The documentary will feature interviews with Lynn herself, some of her family members, Actress Sissy Spacek, who played Lynn in “Coal Miner’s Daughter”. It will also include performances and interviews of several musicians including Jack White, Sheryl Crow, Willie Nelson, Garth Brooks, Trisha Yearwood, Reba McEntire and Miranda Lambert.

Loretta is not going anywhere

Lynn’s life has been full of music since she was growing up in Butcher Hollow in Kentucky in the 1930s.

“I was singing when I was born, I think, Daddy used to come out on the porch where I would be singing and rocking the babies to sleep. He’d say, ‘Loretta, shut that big mouth. People all over this holler can hear you.’ And I said, ‘Daddy, what difference does it make? They are all my cousins.’” The singer said during an interview in Nashville.

She began writing songs in her mid-20s when she was already the mother of four children. But was thanks to songs like “You Ain’t Woman Enough” and “Don’t Come Home A’Drinkin'” she became the country superstar she is now.

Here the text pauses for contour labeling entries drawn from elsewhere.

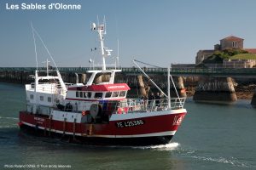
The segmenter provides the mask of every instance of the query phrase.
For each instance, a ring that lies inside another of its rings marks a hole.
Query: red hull
[[[22,123],[20,126],[26,125],[31,128],[65,135],[102,139],[172,137],[185,114],[185,112],[182,112],[109,121],[106,124],[85,124],[50,120],[48,117],[20,111],[20,121]]]

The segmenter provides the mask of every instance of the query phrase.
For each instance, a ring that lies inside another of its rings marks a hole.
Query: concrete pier
[[[232,103],[237,98],[230,77],[204,77],[199,82],[193,99],[200,102]]]

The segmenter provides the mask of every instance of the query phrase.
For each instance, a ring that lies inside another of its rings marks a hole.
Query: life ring
[[[90,107],[90,114],[95,119],[96,116],[102,114],[102,107],[98,104],[92,104]]]
[[[123,113],[123,108],[119,107],[117,112],[118,112],[118,114],[122,114]]]
[[[85,110],[82,110],[82,116],[85,116],[85,115],[86,115]]]

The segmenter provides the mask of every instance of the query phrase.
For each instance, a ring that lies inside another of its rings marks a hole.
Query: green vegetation
[[[230,57],[230,60],[256,60],[256,54],[240,54]]]
[[[223,51],[216,51],[212,55],[203,60],[204,64],[221,64],[224,60],[231,59],[233,56],[242,55],[242,54],[251,54],[248,52],[242,49],[228,48]],[[256,55],[255,55],[256,56]]]

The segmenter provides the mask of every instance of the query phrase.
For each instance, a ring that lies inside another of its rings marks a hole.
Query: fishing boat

Now, the 83-year-old woman says she is not going anywhere. Although her legacy as one of country music’s greatest treasures is secured several times over, Lynn has claimed she has no desire to stop working anytime soon. The artist said she will keep singing, writing and working as long as people want to hear her, and to prove so, just a couple weeks ago, she filmed a music video with Willie Nelson and recorded 11 more songs. “I don’t have to work now, but I do it because I love it,” she says.